Joost van der Burgt, a policy advisor at the Dutch National Bank, has recently argued bitcoin futures contracts helped save the cryptocurrency from seeing its supposed bubble inflate even more, and subsequently crash harder.

The economist, according to CNBC, claimed there was an almost “perfect match” between Google searches for bitcoin and the cryptocurrency’s price, until bitcoin futures contracts were introduced late last year.

Joost van der Burgt argued it might not have been a coincidence bitcoin futures contracts were introduced when BTC hit its all-time high. He said:

My take on it is that because of the introduction of futures, that might have deflated the bubble before it got to a level where it might burst completely.

Joost van der Burgt

The economist reportedly compared the price of other assets with their search interest on Google, and found no correlation between them. He concluded that public awareness can help drive an investment to “sky-high levels,” presumably implying that’s what happened to the flagship cryptocurrency.

He noted that when the “buzz is everywhere” fear of missing out sets in, and as a result “everybody’s trying to get a piece of it.” This, he added, is the “euphoria” phase of a bubble, according to the theory of late US economist Hyman Minsky.

Minsky’s financial instability hypothesis defended an asset bubble has five states: displacement, boom, euphoria, profit-taking, and panic. As CryptoGlobe covered, back in June van der Burgt argued the displacement phase for bitcoin came years after Satoshi Nakamoto released its white paper.

The second phase, per his theory, was characterized by bitcoin’s price rise, which subsequently led to the euphoria phase that saw companies add “blockchain” to their name so their stock prices would surge.
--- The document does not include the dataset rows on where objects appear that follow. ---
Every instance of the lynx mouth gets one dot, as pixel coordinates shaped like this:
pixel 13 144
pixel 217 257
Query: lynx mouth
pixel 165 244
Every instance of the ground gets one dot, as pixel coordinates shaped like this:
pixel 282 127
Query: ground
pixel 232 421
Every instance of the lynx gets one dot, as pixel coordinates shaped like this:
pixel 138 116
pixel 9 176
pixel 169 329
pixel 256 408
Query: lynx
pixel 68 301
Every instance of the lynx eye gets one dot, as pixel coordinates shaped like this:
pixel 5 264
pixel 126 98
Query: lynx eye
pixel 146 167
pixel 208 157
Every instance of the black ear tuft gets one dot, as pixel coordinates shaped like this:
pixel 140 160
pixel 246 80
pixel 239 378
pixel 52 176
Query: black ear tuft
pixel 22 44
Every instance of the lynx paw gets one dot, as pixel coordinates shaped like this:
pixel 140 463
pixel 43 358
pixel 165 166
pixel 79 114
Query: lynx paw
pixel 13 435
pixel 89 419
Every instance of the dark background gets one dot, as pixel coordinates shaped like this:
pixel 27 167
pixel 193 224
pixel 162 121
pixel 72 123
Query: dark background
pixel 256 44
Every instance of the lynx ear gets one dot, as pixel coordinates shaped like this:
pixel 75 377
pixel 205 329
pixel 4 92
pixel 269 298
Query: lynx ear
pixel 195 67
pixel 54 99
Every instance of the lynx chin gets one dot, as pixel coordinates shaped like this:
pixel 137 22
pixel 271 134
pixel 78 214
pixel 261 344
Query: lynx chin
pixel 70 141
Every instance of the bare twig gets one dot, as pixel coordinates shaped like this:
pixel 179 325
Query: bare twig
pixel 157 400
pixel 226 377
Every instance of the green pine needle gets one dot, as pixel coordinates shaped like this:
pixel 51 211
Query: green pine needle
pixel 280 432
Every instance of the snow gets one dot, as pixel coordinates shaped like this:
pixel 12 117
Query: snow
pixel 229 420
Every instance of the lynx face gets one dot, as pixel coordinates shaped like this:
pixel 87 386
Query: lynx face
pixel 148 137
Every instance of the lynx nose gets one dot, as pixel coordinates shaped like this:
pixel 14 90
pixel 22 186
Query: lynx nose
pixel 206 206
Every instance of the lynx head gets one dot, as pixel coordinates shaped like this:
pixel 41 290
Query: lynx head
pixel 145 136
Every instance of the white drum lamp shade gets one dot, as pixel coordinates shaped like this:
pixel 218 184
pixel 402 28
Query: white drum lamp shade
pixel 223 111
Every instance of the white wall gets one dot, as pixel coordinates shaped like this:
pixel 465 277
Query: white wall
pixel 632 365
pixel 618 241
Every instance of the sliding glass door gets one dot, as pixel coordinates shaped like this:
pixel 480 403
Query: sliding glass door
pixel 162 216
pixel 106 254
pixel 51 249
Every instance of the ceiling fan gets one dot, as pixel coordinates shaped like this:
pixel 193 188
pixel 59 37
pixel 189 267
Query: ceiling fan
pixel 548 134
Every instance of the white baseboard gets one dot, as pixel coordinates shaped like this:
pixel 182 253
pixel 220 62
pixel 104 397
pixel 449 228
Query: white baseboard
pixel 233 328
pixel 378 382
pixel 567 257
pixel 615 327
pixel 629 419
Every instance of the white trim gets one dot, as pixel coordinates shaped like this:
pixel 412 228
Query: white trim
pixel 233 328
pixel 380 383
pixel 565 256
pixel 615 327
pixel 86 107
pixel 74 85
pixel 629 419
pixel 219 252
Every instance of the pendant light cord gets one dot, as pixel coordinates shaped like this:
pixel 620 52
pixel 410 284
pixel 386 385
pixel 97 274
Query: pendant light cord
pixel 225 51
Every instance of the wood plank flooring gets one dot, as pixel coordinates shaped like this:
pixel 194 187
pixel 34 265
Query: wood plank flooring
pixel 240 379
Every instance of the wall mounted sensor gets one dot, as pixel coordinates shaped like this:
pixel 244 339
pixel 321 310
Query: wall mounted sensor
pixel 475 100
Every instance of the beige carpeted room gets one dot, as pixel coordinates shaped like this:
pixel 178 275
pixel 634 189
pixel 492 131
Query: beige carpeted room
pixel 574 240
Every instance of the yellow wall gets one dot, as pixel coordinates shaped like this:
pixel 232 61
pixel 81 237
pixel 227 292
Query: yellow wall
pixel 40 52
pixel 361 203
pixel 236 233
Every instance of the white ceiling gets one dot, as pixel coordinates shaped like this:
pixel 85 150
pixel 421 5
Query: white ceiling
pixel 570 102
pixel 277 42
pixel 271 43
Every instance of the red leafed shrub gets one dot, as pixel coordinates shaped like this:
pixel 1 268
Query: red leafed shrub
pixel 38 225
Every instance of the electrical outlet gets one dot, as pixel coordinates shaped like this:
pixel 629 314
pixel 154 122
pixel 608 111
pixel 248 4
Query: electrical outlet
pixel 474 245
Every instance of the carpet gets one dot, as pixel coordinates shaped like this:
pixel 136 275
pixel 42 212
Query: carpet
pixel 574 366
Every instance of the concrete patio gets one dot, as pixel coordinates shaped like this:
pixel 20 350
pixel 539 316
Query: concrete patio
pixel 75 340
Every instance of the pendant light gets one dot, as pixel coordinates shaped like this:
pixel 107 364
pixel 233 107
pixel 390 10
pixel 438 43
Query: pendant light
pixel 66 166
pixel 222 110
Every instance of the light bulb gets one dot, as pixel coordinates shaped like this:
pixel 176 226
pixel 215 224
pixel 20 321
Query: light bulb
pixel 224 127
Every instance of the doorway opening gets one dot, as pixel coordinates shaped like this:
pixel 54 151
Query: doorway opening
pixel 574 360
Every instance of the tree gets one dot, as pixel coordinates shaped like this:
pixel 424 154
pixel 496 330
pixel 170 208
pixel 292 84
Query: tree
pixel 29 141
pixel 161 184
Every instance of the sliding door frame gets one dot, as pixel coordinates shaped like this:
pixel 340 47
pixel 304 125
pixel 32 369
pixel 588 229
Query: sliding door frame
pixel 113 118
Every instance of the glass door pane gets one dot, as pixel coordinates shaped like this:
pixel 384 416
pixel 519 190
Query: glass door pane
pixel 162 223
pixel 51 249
At the time, van der Burgt claimed we were at the “profit-taking” phase given the cryptocurrency’s decline.

According to CNBC’s report bitcoin’s price decline, which saw it go from an all-time high near $20,000 to little under $6,000 before recovering to about $6,950 at press time, fell short of the panic phase. The economist said it “wasn’t really panic, it was more of a scare.”

Notably, the co-founder of Fundstrat Global Advisors Tom Lee has argued bitcoin futures contracts were behind bitcoin’s “gut-wrenching” drop. Per Lee, the flagship cryptocurrency endured “dramatic price changes” around the times CBOE contracts expired.

As CryptoGlobe covered the average trading volume of futures contracts went up by 93% in the second quarter of this year, with the rate of interesting going up by 58% in the Chicago Mercantile Exchange (CME).